Her sculptures and public art invest Lahti's multi-sensory explorations with the emotional psychology of specific sites and events. These works engage community as viewers, passers-by, and sometimes collaborators, as with the 9/11 Memorial (2002). Endless Flower (2008) grew out of the environment, referencing plant shapes and habitat loss, moving in the wind like a living thing. Hisselly Songs of an American Robin (2005) and Sonogram (2007) are attempts to understand sound through the mute proxy of visual information, sensorily encoding a metaphor of loss in the realm of nature.
Her installations function like the "behavior-inspired settings" described by Winifred Gallagher in House Thinking: A Room-by-Room Look at How We Live (HarperCollins, 2006):
"structured environments [that] combine with our habitual ways of reacting to them to create a third entity: the person-environment dynamic of a behavior setting" (p. 33–40).
Lahti’s signage pieces include works in neon such as come here/GO AWAY (1999), and those in other materials such as Forget (1993), in lead. These play on the imperative of public notices and marks, establishing basic contradictions and dissonances as structural observations of pervasive social-perceptual paradoxes.
Ingrid Lahti, BA, BFA, MFA, initially studied biology and molecular biology at Reed College and Yale University. She currently resides in Seattle with her husband Robert Eisenman. She is recipient of the Betty Bowen Memorial Award (Seattle Art Museum), two Mark Tobey Scholarship Awards (Cornish College of the Arts), and grants from the Seattle Arts Commission (Seattle Artists Program, Interdisciplinary Award) and the Center on Contemporary Art (Artist's Project Room Grant).
My concern for the natural environment and my use of natural and recycled materials constitute a major aspect of my art practice. By using common objects and simple construction materials to create the installations, I re-use materials from older works in creating new ones. At the conclusion of my exhibitions, the documentation materials are all that remain.
I find it satisfying to make strong statements with minimal means.

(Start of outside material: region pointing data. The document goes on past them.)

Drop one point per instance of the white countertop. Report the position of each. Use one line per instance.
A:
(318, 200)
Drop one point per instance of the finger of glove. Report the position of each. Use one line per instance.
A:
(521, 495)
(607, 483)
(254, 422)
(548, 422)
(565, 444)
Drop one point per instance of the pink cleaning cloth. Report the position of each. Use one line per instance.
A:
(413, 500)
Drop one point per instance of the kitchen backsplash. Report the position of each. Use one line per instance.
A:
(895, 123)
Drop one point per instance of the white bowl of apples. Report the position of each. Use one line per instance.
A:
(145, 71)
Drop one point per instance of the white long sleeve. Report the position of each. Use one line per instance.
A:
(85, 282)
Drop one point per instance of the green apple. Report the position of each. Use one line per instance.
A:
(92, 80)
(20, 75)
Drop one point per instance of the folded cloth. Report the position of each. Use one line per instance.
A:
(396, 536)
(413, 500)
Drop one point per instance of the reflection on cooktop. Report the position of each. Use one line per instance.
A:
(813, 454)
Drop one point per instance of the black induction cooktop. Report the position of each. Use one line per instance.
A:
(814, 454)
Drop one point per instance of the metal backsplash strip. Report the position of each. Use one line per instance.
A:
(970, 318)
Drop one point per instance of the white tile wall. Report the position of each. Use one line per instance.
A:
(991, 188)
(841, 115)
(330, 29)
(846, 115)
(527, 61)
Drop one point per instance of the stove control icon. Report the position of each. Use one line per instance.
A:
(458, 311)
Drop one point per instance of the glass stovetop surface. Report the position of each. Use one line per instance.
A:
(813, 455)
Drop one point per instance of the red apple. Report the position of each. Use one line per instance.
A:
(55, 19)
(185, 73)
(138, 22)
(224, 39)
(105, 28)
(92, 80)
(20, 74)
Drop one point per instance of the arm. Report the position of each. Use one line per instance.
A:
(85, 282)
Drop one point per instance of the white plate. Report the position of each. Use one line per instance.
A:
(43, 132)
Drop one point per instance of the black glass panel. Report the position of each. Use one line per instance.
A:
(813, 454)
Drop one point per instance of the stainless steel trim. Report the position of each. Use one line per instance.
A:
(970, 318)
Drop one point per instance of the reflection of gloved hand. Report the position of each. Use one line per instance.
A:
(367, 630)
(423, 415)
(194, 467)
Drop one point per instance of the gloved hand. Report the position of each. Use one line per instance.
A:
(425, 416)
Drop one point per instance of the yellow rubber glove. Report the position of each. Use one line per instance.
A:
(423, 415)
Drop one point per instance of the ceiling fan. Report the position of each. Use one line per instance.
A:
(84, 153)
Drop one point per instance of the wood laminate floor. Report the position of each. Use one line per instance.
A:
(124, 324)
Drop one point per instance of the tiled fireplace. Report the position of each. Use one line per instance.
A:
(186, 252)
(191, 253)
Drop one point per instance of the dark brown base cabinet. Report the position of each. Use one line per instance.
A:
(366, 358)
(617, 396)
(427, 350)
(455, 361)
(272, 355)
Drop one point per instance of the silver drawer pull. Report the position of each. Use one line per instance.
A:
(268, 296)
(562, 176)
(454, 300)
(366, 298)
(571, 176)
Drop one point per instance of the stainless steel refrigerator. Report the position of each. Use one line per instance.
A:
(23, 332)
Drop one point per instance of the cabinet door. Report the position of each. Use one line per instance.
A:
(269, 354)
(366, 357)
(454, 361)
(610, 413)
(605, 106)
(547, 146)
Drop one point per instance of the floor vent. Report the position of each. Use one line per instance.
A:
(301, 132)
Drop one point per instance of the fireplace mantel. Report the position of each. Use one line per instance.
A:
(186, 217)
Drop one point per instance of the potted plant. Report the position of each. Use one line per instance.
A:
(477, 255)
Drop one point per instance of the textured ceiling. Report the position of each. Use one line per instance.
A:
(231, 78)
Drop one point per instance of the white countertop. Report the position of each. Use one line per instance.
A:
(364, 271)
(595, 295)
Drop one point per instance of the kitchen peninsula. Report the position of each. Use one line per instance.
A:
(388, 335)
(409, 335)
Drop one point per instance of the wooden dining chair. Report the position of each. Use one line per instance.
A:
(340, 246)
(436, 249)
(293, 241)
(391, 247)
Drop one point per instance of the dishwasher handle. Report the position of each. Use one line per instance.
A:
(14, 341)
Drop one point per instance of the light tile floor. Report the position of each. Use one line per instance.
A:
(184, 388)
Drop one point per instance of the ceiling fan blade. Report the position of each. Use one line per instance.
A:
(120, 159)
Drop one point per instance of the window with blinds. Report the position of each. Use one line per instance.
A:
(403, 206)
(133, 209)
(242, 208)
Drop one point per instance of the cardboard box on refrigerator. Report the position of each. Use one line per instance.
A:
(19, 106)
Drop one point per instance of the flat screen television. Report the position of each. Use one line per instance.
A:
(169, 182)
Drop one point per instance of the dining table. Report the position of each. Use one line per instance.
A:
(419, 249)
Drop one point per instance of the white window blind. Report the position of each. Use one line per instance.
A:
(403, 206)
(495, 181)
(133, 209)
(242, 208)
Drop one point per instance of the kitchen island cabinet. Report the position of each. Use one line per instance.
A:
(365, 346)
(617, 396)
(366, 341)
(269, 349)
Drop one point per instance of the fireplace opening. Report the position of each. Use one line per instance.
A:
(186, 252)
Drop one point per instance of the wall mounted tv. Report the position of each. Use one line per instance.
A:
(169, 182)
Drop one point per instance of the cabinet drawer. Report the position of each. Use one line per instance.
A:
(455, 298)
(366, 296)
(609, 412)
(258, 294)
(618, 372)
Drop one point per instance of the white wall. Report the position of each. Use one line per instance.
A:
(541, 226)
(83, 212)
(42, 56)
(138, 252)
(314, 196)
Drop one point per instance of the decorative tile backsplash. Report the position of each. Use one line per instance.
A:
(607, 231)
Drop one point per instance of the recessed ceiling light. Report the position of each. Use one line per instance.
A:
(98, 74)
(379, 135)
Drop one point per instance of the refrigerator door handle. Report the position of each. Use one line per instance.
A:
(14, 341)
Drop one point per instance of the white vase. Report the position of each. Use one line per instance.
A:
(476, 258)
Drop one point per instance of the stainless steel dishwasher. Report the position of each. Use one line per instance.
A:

I have incorporated river rocks, recycled thrift store lamps, and the energy of the wind into my installations and public artworks.
In 2002 I was able to build community participation, both conceptually and literally, into the 9/11 Memorial for Bellevue, Washington. This project involved volunteers who created and assembled large parts of the work in their spare time in the enclosed loading dock of the Bellevue Arts Museum. Community professionals provided services such as structural engineering and signage, and community businesses contributed materials free or at cost. Many of the sculpture materials were free and green: wind, sunlight and reflections on the surface of the Bellevue pond.